13 thoughts on “Wild Wings

  1. You’re well-aware how much I love my birds (and other critters!)…watching them is soothing.
    Although if that Blue Jay tried to raid my swallows’ nest again, he’s gonna get smacked with a tennis racket!

  2. I am not a big fan of birds, but I love bluejays. We have a team of them living in the lodgepole pine in our front yard. They steal the seeds from my garden, but I think that’s a small price to pay. 🙂

  3. I love this, Kathryn! It could almost be an account of the bird activity in my yard. Only this morning I saw a male cardinal landing on a very thin branch of the sessile oak right behind our house (plenty of sturdy branches for perching use), bouncing up and down with the branch, flying off and coming back and bouncing again. Then his mate joined him a few times and did the same thing. Of course, I want to think it was some kind of fun for them … like being on a ride at an amusement park. Perhaps that is ‘humanizing’ them too much. Thanks for sharing your lovely reflection and photos. XO ♥

    • Half the fun of bird watching (animal watching in general, I suppose), for me, is thinking of them in anthropomorphic terms and interpreting their activities, but of course I love them for their innate beauties too. I have a pair of cardinals that keep me company, as well.

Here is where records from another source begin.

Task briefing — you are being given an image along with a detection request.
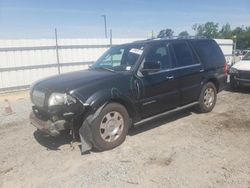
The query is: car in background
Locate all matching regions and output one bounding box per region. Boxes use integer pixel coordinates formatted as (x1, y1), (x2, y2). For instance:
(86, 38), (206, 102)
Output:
(229, 52), (250, 90)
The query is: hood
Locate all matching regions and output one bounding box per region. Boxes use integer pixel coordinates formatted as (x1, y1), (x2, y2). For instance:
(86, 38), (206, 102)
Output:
(33, 69), (118, 92)
(233, 60), (250, 71)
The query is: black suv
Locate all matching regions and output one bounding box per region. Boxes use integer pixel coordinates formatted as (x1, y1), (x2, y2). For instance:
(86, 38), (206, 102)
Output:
(30, 39), (227, 151)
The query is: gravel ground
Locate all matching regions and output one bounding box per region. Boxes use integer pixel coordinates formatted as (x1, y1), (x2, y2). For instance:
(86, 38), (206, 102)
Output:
(0, 90), (250, 188)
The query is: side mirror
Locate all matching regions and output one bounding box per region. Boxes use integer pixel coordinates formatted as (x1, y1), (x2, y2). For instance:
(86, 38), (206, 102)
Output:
(141, 61), (161, 75)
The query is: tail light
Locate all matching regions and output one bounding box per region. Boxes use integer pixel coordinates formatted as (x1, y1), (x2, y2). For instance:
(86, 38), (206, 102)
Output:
(223, 63), (228, 74)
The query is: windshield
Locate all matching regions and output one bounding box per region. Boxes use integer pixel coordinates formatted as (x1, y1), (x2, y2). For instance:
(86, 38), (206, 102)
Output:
(91, 44), (144, 71)
(242, 52), (250, 60)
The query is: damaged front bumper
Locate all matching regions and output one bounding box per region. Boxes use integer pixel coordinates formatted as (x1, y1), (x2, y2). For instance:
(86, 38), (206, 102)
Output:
(29, 112), (69, 136)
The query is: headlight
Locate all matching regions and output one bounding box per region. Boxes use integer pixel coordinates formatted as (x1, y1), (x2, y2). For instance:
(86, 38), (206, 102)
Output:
(229, 67), (238, 74)
(48, 93), (76, 106)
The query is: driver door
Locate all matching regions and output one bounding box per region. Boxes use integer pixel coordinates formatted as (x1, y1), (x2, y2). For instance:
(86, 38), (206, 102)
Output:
(137, 43), (180, 118)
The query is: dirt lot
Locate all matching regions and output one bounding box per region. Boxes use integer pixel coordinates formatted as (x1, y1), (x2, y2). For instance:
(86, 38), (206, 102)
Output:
(0, 90), (250, 188)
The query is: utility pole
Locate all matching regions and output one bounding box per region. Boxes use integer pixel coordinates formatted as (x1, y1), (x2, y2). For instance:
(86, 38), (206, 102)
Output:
(101, 14), (108, 38)
(55, 28), (61, 74)
(233, 35), (237, 64)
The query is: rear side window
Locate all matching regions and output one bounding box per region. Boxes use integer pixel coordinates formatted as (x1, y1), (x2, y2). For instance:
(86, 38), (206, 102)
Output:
(191, 40), (225, 64)
(172, 42), (197, 67)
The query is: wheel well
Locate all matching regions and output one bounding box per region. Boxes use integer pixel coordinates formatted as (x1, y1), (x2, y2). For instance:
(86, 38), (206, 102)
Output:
(206, 78), (220, 92)
(109, 99), (135, 119)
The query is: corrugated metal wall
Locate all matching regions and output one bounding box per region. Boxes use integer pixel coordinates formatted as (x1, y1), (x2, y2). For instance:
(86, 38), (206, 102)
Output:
(0, 39), (143, 91)
(0, 39), (233, 92)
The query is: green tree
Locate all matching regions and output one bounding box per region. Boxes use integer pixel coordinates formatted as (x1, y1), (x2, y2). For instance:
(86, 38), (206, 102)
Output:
(193, 22), (219, 38)
(232, 26), (250, 49)
(157, 29), (174, 38)
(178, 31), (189, 38)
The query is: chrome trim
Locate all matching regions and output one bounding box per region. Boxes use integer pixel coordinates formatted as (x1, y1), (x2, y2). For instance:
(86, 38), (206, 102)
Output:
(134, 102), (199, 126)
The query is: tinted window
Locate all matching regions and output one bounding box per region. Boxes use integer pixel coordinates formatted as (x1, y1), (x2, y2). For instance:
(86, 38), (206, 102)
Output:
(172, 42), (195, 67)
(92, 44), (144, 71)
(191, 40), (225, 64)
(145, 44), (171, 70)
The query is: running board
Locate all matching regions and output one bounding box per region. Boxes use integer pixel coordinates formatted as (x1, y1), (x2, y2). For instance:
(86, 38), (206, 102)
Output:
(134, 102), (199, 126)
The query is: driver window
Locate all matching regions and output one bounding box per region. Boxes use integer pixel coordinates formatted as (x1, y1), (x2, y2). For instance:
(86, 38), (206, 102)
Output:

  4. Birds are one of the reasons I have my morning coffee in my yard, though the variety isn’t anything like the one you watch. That’s OK. Just as long there are some birds to watch, how they’re dressed doesn’t really matter much. 🙂

    • My father even invented a subspecies of your friends years ago. One day he and I headed out to our back deck to listen to the birds and enjoy some R&R/father-daughter time, but the minute we got out there we were ‘serenaded’ by a lengthy, noisy and inescapable squabble between a neighboring couple. Dad leaned back with a beatific expression on his face and sighed, ‘Ahhh, the call of the Raving Nuthatch!’ Fortunately every actual nuthatch I’ve been privileged to ‘meet’ since then has been of a much nicer sort! I wish I knew more about birds, but even with my limited ability to recognize varieties or know much about them, I can enjoy them immensely, and I do. 🙂

  5. The blue & red of Jays & Cardinals are truly spectacular. On a slightly other note, it was Wm. Blake who wrote, “A robin redbreast in a cage puts all of heaven in a rage.”